I’ve written a lot on this blog about virtualisation technologies but never really covered the basics of what virtualisation is. I had thought of writing a blog post on the topic but, as there are a number of Security Now podcasts that do a better job, I recommend listening to (or reading the transcript for):
I found this particularly interesting, describing the history of virtualisation technology, from 1960s IBM mainframes right up to the present day.

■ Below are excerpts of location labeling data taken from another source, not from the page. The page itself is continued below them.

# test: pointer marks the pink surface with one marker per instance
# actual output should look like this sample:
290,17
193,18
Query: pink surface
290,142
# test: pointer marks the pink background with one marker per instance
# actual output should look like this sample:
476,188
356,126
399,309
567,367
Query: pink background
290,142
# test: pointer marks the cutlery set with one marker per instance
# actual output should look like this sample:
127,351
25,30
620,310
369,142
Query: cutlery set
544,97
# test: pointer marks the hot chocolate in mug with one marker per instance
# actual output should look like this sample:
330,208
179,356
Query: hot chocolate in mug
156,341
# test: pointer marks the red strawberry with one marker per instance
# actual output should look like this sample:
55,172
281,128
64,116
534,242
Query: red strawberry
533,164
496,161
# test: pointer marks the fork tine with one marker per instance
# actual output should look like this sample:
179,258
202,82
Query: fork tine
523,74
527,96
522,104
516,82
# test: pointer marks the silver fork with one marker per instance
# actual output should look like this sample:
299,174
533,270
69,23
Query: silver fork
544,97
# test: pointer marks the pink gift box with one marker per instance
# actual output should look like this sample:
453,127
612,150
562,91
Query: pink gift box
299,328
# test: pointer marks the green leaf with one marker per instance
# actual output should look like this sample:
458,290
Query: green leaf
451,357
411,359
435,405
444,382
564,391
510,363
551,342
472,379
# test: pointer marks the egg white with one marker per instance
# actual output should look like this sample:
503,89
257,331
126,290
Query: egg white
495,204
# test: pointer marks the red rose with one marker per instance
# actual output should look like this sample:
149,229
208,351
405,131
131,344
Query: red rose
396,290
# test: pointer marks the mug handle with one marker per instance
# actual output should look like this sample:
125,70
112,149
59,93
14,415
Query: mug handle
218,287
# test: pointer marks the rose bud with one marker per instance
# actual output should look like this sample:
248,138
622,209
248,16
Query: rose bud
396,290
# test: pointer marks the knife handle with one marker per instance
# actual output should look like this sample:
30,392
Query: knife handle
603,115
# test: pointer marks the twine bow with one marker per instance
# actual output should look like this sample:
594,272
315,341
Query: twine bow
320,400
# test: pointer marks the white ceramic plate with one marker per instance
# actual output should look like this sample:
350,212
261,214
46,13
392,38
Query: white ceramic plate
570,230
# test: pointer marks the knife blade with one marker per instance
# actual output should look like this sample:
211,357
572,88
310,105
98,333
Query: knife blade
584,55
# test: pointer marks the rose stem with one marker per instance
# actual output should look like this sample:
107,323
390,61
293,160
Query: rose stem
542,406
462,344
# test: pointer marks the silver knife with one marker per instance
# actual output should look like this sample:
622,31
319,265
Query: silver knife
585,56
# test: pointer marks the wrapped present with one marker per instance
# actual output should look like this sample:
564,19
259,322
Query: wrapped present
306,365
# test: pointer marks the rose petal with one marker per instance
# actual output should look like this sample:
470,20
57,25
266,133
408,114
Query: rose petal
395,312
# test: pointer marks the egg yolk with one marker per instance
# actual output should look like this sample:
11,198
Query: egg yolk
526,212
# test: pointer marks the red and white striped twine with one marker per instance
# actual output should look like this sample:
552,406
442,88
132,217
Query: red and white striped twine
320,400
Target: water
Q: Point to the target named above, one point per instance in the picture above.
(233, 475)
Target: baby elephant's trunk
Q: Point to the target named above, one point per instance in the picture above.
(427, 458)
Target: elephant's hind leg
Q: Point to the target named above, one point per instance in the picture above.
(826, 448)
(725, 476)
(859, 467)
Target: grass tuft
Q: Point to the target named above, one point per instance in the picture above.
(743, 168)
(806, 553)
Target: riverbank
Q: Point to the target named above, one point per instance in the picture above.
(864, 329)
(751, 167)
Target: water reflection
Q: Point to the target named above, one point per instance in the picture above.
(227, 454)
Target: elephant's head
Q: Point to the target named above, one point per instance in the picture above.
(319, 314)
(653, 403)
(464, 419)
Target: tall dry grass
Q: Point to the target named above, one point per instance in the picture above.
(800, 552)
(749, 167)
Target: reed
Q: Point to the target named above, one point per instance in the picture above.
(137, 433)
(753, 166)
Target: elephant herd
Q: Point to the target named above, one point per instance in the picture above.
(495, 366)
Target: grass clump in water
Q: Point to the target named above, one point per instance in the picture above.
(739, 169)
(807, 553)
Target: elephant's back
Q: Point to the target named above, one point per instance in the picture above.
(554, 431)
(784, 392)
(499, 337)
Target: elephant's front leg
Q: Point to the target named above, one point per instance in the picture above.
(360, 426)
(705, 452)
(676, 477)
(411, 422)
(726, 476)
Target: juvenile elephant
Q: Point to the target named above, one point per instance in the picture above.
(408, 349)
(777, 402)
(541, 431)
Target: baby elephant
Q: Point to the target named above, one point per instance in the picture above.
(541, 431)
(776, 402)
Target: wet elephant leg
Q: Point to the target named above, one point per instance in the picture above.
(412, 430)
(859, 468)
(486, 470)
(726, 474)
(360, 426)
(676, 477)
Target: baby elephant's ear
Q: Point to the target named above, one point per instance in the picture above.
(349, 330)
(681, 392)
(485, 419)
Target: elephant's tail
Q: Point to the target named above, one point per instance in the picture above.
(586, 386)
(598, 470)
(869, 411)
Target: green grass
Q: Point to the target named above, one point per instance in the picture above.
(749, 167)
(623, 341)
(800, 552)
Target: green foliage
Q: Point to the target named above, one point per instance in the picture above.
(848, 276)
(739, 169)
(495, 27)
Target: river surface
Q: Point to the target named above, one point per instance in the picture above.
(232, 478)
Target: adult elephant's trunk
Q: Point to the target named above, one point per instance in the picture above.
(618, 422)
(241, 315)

If that whetted your appetite then the following episodes may also be interesting:
Security Now episode 53: Virtualisation part 2 (transcript).
Security Now episode 54: Blue pill (transcript).
Security Now episode 55: Application sandboxes (transcript).
Security Now episode 57: Virtual PC (transcript).
Security Now episode 59: Parallels (transcript).
I should point out though that I did notice a few errors:
- The reference to the 640MB memory limit in MS-DOS should be 640KB (as acknowledged in the following podcast).
- VMware Server does support both USB and sound (as acknowledged in the following podcast).
- Windows Vista has no noticeable performance issues on my Virtual Server 2005 R2 server although it’s not possible to render 3D graphics as the virtual hardware does not support it.
- Microsoft does support Linux in a VM (there are even VM Additions for Linux).
It’s a shame that these errors crept in as it would have a huge effect on the overall positioning of Microsoft’s virtualisation products in the Virtual PC podcast (episode 57). Having said that, Virtual Server does has a number of issues when it comes to managing it in a cross-platform environment – it may have a web interface but it relies on ActiveX (so, requires Internet Explorer on Windows) and the Virtual Machine Remote Control (VMRC) client is not available for non-Windows platforms (despite using port 5900, suggesting it may be related to VNC, I can’t seem to get it working using a VNC client).
VMware may well have a more advanced product set (with Workstation, Virtual Infrastructure 3 and VirtualCenter 2) but from my experiences of dealing with the company it seems that they are going through some growing pains and I am sure that Microsoft will catch up over time. What seems to be certain, is that virtualisation is more than just the buzzword of 2006.